Fabrication, optical characterization, and simulation of subwavelength TiO₂ hole arrays exhibiting geometry-tunable, omnidirectional color response across the visible spectrum is described. Partially suspended TiO₂ grating “membranes” (hole arrays supported by a high void-fraction, low-index underlayer) with quasiperiodic hexagonal order were created on an Si substrate using colloidal lithography, metal mask, plasma-based pattern transfer, and XeF₂etching.
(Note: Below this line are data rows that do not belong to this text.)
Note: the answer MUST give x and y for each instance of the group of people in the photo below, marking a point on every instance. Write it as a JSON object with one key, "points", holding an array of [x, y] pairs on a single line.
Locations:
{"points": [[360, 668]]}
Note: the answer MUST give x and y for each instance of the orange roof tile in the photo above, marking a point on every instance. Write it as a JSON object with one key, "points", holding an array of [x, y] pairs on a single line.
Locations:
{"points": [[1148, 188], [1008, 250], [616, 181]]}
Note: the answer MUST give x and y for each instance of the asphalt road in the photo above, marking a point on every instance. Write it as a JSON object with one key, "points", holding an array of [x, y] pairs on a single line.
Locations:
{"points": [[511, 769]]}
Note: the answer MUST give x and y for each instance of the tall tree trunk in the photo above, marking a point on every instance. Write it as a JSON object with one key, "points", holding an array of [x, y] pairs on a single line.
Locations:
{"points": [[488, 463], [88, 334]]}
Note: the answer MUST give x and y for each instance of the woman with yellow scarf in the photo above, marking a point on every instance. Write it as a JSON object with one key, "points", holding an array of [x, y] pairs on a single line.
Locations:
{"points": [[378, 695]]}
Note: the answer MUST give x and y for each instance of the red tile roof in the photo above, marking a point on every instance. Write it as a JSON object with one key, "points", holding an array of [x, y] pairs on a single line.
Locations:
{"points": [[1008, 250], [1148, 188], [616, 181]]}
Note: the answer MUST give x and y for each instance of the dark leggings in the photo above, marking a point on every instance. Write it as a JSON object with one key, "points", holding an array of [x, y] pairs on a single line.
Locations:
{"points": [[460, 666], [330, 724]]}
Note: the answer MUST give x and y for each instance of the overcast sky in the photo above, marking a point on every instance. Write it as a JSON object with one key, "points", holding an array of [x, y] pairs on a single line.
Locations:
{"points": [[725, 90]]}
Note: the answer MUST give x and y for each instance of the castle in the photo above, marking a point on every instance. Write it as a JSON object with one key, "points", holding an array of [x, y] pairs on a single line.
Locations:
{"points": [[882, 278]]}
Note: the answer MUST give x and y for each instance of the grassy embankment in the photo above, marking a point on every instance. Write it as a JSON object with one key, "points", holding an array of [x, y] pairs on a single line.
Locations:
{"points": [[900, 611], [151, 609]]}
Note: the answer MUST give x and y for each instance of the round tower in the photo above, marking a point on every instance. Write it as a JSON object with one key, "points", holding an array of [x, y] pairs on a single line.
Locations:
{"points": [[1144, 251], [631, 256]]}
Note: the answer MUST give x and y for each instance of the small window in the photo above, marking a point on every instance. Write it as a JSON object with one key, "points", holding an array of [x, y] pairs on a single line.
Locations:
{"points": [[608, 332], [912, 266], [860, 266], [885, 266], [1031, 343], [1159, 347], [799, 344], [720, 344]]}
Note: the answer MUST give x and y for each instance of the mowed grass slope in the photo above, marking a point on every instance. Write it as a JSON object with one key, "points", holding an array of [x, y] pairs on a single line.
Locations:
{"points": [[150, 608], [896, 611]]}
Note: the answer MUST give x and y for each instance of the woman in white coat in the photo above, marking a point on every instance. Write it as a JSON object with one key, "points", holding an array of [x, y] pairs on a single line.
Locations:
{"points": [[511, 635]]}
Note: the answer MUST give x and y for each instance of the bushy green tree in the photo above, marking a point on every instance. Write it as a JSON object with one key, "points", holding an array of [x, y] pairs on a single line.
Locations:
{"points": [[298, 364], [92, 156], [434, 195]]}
Optical measurements under specular and diffuse reflection conditions, along with finite-difference time-domain simulations, indicated that the omnidirectional color response of the hole arrays emerges from a broad distribution of Fano resonance states formed by coupling between guided and internal Fabry–Pérot (FP) cavity modes of the TiO₂layer. Higher-order FP resonances from the external cavity formed between the TiO₂ layer and substrate control the apparent color when devices are viewed in direct light. The simulated modal behavior of arrays was found to be very sensitive to the degree of Si removal from the underlayer, in agreement with experimental observations. The fabrication methodology presented herein is substrate-agnostic and can be employed to fabricate suspended, subwavelength hole arrays in many material systems, with potential application to optical filters and reflectors, photocatalytic electrodes, photovoltaics, and sensors.